I’ve read some Dark Souls reviews lately, with great interest. In case you didn’t know, Dark Souls is a game which isn’t exactly like most games in the industry today. Because while most games today are designed to be easy and casual, and more or less solely based on instant gratification, Dark Souls is the total opposite. It’s difficult. Extremely difficult.
I hardly think I will play Dark Souls, just as I haven’t played its predecessor Demon’s souls. I think I will just become frustrated rather than amused by the tough challenge. But despite that I’m glad it was made and I hope it will become a real success – just to prove that there’s a market for a variety of games in the gaming industry.
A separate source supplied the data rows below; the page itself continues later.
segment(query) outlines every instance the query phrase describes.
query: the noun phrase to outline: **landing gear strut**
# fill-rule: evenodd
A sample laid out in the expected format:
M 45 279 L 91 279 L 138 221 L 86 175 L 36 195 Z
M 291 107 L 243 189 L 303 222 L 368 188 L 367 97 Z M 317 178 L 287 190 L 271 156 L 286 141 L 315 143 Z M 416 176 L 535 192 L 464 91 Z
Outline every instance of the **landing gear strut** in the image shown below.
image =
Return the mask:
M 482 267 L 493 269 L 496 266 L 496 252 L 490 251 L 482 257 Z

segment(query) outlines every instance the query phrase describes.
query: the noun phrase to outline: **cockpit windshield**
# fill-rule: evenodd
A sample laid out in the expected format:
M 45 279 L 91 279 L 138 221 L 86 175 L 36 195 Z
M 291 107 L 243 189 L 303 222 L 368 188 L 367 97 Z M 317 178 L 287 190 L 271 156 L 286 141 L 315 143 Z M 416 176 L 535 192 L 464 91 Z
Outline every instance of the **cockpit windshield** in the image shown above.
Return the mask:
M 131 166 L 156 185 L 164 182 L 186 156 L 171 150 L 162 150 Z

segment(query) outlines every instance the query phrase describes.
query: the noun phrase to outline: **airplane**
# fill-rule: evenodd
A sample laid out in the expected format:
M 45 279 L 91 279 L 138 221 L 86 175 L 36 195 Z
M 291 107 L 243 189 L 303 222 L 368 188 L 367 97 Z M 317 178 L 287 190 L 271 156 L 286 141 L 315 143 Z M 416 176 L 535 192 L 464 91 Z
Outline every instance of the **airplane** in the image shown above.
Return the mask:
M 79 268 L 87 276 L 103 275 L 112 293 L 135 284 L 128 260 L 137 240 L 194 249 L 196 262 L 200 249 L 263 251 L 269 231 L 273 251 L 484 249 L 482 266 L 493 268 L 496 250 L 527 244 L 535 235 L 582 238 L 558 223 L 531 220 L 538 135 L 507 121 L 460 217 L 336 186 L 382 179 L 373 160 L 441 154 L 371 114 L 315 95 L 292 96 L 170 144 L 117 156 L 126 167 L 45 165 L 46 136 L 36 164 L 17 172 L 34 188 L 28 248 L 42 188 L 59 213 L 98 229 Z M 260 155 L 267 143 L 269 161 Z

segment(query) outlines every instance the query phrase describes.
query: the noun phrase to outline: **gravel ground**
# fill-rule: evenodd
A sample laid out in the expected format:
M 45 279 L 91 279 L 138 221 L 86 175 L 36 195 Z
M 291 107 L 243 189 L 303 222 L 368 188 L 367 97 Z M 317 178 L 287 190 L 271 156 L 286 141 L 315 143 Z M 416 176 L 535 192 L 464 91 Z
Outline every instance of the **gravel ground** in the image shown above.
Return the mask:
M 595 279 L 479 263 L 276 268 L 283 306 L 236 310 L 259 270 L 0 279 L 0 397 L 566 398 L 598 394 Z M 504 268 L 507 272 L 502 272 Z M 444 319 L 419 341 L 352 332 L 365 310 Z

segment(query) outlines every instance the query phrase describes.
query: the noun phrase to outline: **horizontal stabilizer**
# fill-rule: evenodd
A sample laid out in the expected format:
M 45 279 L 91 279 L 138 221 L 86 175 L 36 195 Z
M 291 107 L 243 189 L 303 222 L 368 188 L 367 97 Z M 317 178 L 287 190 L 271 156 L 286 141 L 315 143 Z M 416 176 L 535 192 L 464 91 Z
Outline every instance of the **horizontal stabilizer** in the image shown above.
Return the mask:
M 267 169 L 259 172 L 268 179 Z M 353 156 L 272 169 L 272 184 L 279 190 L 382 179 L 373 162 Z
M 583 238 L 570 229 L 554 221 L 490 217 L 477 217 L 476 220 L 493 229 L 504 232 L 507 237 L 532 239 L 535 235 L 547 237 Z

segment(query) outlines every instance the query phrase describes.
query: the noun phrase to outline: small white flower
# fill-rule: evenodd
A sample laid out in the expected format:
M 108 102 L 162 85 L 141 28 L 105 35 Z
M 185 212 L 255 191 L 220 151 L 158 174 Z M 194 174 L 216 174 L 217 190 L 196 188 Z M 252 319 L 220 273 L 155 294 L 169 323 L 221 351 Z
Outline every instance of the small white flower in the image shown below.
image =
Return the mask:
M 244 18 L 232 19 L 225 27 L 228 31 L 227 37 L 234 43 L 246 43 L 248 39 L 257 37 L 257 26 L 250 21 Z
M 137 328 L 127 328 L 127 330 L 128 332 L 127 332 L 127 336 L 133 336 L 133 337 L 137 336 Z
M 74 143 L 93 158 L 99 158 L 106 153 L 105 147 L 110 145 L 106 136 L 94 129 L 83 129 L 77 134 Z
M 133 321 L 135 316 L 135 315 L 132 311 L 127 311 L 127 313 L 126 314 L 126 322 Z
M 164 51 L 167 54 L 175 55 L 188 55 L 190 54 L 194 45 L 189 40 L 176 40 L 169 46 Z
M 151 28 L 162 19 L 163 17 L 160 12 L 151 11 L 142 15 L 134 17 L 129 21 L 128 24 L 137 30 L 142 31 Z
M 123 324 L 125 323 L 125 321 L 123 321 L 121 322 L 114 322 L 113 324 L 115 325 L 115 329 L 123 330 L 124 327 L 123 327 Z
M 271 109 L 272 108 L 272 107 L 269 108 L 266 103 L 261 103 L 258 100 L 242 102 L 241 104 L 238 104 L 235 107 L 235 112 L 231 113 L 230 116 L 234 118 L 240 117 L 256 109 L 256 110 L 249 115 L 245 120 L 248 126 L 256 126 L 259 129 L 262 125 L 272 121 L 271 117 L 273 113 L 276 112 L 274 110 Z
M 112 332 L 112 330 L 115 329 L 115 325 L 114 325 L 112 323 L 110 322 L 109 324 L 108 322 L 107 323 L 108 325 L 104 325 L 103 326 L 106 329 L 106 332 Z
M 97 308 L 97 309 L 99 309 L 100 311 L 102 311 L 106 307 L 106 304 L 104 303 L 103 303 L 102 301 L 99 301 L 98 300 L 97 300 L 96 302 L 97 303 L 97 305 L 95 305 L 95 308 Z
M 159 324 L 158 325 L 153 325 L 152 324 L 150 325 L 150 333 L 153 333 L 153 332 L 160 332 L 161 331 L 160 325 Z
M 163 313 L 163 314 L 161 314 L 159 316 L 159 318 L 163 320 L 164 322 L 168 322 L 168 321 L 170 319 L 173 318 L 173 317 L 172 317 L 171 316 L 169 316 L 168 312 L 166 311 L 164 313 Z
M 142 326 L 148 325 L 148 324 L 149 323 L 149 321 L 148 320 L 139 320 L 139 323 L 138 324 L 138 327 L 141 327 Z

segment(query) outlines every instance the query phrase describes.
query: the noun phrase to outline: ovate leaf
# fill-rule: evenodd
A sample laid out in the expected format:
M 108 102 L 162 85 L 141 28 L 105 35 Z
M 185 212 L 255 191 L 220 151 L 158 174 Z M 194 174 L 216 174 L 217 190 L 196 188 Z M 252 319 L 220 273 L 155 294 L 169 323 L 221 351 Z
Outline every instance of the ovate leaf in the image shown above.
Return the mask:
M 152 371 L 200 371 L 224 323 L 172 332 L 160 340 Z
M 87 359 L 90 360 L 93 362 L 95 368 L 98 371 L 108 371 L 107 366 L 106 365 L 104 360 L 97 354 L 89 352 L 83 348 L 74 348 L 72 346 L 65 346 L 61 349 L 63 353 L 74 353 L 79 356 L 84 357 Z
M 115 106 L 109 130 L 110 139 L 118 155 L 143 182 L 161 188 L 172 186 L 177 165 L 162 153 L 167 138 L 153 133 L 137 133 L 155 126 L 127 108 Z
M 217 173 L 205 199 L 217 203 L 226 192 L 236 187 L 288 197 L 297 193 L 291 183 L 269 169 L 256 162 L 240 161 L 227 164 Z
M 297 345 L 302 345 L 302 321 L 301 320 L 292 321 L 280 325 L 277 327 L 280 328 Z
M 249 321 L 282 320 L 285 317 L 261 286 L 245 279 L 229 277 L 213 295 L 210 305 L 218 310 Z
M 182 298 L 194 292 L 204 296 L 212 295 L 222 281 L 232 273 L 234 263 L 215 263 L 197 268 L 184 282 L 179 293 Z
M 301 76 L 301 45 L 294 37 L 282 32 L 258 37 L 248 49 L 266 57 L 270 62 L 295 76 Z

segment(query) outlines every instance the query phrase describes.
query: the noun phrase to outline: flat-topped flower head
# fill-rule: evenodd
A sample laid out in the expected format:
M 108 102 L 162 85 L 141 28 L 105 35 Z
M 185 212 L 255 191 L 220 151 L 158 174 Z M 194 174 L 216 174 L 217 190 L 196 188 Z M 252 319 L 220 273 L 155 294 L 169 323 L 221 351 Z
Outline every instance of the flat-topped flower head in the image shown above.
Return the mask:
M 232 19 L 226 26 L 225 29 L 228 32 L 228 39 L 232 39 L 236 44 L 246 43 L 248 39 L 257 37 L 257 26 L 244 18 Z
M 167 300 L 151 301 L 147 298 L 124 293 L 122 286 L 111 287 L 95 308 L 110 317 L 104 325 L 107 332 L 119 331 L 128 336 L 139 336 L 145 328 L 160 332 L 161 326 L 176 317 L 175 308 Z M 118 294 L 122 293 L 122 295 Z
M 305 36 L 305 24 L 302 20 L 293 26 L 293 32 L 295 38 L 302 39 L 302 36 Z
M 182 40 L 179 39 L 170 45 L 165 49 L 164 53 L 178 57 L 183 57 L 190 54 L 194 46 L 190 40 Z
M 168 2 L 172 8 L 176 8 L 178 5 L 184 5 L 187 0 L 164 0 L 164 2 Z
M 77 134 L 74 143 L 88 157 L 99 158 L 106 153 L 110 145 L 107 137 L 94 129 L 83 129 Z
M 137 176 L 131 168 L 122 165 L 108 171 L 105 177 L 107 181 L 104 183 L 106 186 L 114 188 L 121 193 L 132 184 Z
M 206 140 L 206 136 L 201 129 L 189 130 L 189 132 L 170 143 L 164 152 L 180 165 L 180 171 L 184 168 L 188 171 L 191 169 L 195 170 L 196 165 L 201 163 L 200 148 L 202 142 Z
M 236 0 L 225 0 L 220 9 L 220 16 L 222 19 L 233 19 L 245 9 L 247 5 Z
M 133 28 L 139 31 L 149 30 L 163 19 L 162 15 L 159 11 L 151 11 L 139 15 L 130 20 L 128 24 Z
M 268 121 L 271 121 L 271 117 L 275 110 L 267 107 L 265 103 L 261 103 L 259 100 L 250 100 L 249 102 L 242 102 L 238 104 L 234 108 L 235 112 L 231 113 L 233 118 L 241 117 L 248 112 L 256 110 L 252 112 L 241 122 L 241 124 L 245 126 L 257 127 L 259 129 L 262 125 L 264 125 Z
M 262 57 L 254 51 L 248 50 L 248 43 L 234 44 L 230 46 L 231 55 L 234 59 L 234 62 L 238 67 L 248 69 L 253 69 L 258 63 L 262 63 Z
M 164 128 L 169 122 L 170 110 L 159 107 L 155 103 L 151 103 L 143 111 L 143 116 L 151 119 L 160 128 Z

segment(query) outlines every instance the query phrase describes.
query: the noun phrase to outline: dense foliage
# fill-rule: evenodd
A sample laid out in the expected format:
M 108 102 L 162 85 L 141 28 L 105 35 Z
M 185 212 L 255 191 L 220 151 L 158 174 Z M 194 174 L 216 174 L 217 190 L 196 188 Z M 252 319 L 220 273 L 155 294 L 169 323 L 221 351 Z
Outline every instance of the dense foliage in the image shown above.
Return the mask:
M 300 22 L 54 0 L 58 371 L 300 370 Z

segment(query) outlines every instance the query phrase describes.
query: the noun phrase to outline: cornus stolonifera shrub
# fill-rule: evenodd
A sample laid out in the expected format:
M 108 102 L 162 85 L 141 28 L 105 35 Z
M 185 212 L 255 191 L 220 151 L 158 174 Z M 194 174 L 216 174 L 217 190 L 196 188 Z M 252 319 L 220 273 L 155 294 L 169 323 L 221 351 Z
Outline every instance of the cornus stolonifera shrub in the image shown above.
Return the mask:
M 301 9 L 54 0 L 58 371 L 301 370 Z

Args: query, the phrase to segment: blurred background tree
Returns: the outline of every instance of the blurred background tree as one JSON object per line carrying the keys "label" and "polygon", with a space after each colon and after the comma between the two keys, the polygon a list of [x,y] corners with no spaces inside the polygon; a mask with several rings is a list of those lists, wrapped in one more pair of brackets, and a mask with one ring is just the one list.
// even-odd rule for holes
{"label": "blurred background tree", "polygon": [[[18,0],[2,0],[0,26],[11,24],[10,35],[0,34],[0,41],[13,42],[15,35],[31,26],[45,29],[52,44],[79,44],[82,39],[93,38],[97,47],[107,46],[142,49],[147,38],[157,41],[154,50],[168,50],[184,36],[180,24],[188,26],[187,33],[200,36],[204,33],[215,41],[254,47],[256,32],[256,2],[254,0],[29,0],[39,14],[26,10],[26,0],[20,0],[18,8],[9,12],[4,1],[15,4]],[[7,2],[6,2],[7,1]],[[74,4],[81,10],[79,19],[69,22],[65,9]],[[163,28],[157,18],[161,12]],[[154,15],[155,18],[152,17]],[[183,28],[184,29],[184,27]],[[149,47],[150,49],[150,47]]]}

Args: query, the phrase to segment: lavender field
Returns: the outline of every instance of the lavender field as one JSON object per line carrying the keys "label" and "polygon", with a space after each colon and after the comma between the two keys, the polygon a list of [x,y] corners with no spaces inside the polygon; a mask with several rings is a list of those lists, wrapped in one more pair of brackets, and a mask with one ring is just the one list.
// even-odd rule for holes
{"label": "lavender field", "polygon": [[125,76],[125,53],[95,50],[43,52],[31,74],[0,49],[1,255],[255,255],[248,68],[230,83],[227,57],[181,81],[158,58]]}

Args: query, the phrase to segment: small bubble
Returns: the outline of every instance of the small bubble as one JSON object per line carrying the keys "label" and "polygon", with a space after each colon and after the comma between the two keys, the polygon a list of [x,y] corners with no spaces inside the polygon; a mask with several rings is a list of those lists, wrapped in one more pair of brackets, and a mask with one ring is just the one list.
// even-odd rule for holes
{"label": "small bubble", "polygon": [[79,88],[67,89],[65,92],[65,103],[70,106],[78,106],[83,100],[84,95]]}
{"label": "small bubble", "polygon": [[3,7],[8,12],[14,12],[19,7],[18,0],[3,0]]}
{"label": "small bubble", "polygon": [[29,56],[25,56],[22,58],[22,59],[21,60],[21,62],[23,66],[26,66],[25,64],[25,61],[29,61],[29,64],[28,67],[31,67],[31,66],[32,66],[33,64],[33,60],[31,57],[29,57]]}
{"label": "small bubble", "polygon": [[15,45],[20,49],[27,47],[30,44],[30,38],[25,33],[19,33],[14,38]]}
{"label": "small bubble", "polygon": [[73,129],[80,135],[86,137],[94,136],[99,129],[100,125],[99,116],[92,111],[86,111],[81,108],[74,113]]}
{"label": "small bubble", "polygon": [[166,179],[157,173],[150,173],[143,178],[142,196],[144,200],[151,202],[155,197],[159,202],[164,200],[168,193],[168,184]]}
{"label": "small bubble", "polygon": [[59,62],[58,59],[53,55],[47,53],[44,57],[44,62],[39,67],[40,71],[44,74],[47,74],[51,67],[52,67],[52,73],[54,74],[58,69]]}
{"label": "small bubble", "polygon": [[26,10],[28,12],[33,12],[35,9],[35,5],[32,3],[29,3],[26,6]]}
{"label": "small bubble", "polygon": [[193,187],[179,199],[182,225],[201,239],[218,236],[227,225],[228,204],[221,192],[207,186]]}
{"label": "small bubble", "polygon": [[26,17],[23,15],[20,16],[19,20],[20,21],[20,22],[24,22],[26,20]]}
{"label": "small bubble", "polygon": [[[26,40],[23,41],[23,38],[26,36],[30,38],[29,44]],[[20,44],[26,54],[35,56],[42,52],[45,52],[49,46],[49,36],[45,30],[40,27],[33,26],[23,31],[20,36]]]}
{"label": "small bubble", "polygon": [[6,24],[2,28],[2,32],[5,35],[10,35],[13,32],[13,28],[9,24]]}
It doesn’t have to be about instant gratification, it’s not the ultimate key to success.
But with games like Dark Souls you immediately start ask yourself how hard a game should be. Hattrick is a casual game, and its difficulty level is far from Dark Souls. But we sometimes get to hear that we should make Hattrick easier (pretty much along the line with instant gratification), and more or less every time we add or change something in the game we get to hear that it’s getting more and more complex.
So, is Hattrick more complex today compared to what it was back in 97? Probably. Is Hattrick a better game now compared to back then? Definitely.
And while one can naturally say that each addition or change we’ve done from the start in 97 have made the game more complex, it’s not a black or white world. Sure, there is more to think about and take into consideration in today’s Hattrick than it was back then. But on the other hand, the level of information about how the game works is much higher now and in many other ways it’s easier for new users to get the hang of the game today.
I like games that are easy to play, but still provide a challenge. A real challenge, which is not solely related to the amount of time you spend. I have the same philosophy for Hattrick. I want it to be easy to play and understand the game (and I’ve nothing against making things even easier), but I want it to leave a question in the head of the manager when he shuts his computer down. Should I play this player or that one, should I play this or that formation, should I buy this player on the transfer and for what cost? Something to think about on the bus, in the shower or while watching telly.
Because of this it’s important for me that there are choices to make, as otherwise there are no questions for the manager to think about. But instead of just adding new choices we should strive to minimize the number of options where you in reality only have one option (one option is so superior compared to the alternatives that it becomes the only option), and add a real question/choice instead.
With loyalty we do just that (among other things), we add a question to the game: Do you want to sell this youth player and cash in right away, or do you want to keep him knowing that he’ll always perform a little bit more?
Loyalty in itself is not designed to make Hattrick easier to play. It’s one more thing to think about after all. But from my point of view it makes Hattrick more interesting to play, more realistic – and more challenging. Because when all comes around I’m confident we all want to be challenged.